The World Time Warp

Last month, world leaders made changes to time

On Feb. 22, 2022, world leaders gathered to discuss the growing issue of time throughout the world. The United State’s Legislature has passed a bill to eliminate Daylight Savings Time. This decision has been made after numerous complaints from restless Baby Boomers, along with a peaceful protest at 2 a.m. 

The world leaders have gathered to make more changes surrounding time. When questioned why all these changes are taking place, President Joe Biden stated “Might as well…” 


One change that leaders had enacted last month was the correction of the monthly calendars. They have now changed February to have 30 days rather than the previous 28. This change was done because the last system “just wasn’t working out,” said Queen Elizabeth II. 

This change will be enacted next year in 2023. The days added to the February calender will be taken from two months with 31 days in them. The months were voted on by politicians and time experts. The months selected were October 31 and December 31. World politician, John Doe, stated that these were chosen because “nothing important is happening on these days.”

Elimination of time zones

Another change that was made to the international idea of time was the change in time zones. Rather than having 24 time zones, the UN has started enforcing only one zone. This means that everyone will be at the same time all the time. This was necessary, according to the UN, because traveling was just too hard. “You would need to adjust for days on end, which took too much time,” said leader Carter Smith. 

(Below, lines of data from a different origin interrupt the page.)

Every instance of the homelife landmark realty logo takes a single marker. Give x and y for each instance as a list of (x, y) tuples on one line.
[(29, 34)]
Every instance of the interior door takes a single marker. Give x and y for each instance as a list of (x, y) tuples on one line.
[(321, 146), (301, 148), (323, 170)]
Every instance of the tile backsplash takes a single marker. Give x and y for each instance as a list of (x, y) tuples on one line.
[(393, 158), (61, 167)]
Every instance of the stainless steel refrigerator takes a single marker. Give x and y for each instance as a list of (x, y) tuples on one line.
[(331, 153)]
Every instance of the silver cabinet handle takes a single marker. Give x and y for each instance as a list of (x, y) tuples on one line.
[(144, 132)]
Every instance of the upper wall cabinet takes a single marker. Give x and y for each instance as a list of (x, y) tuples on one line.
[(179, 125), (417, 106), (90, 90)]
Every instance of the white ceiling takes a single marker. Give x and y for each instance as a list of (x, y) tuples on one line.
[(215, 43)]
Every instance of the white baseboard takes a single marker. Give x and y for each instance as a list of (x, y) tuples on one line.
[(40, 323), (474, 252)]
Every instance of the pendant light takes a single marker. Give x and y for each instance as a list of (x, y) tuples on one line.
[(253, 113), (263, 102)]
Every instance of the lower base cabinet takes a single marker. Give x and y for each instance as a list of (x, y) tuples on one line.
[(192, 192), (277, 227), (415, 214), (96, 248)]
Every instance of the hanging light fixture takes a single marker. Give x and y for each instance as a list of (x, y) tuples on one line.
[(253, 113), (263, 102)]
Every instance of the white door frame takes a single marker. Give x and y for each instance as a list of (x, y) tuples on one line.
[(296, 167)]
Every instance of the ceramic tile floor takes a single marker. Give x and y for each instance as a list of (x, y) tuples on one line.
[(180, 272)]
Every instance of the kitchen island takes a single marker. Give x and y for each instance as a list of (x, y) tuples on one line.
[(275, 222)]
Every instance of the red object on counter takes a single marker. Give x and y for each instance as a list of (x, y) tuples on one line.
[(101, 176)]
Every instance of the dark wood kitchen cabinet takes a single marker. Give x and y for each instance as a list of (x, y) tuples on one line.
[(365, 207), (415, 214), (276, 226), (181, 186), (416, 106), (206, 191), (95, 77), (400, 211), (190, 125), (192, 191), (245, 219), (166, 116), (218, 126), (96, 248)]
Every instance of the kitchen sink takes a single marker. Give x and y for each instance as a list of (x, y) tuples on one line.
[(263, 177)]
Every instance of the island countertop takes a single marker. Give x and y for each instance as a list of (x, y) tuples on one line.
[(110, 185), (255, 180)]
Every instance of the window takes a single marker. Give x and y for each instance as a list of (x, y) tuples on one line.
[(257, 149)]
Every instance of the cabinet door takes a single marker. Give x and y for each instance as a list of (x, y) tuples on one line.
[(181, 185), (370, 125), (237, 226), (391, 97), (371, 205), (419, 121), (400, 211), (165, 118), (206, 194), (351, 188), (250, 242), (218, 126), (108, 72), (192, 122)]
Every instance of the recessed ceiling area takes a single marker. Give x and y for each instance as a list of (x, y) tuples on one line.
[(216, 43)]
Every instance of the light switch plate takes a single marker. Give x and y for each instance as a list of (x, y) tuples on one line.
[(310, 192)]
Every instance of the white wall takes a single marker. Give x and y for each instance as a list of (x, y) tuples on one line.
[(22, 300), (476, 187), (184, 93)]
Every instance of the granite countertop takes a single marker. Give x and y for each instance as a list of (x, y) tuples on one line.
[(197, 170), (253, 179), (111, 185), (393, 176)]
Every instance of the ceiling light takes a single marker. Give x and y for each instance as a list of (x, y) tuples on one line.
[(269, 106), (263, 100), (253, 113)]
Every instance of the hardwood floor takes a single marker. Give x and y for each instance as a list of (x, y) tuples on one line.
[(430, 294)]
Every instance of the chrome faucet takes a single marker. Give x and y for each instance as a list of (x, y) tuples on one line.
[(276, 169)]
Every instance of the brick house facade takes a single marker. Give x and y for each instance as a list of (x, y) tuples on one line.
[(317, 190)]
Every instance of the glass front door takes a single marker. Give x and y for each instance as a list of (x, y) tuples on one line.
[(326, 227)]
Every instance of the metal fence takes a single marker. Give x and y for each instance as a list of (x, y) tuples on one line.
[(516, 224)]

This will greatly affect the whole world, as North Dakota will switch to waking up in the middle of the night to go to work. Complaints have been coming into the North Dakota State government questioning how this new system will work. However, Gov. Doug Burgum responded, “We’ll figure it out later.” 

The time zones has been switched to go by the original time of Kemi, Finland, where the idea of the single time zone originated. This means that the world is currently all in EEST, or Eastern European Summer Time. North Dakota along with the rest of the United States will spend much of their work day in the dark of night, which is a large change for everyone, except for Alaska. 

Military time 

With the change of time zones, the United States also proposed the idea that we begin military time. This will eliminate the need to add words into time such as “noon” and “midnight”. This will also eliminate the need for a.m. and p.m. “This will really clear things up,” said Thomas Wilson. 

Elimination of analogue clocks

Every person in the world has agreed that analogue clocks should be outlawed. One world leader said that this change has been in the works since the creation of the digital clock. “I don’t know why we haven’t done this sooner,” said Juan Oak Lock. 

An NDSU student Alice Begget stated she has never learned how to use an analog clock. When shown a clock she said, “I have never seen one of those before.” 

“The changes in time will be confusing for the first year or two, but eventually people will catch on,” said Al Price, “hopefully we figure things out before the start of work next Monday.”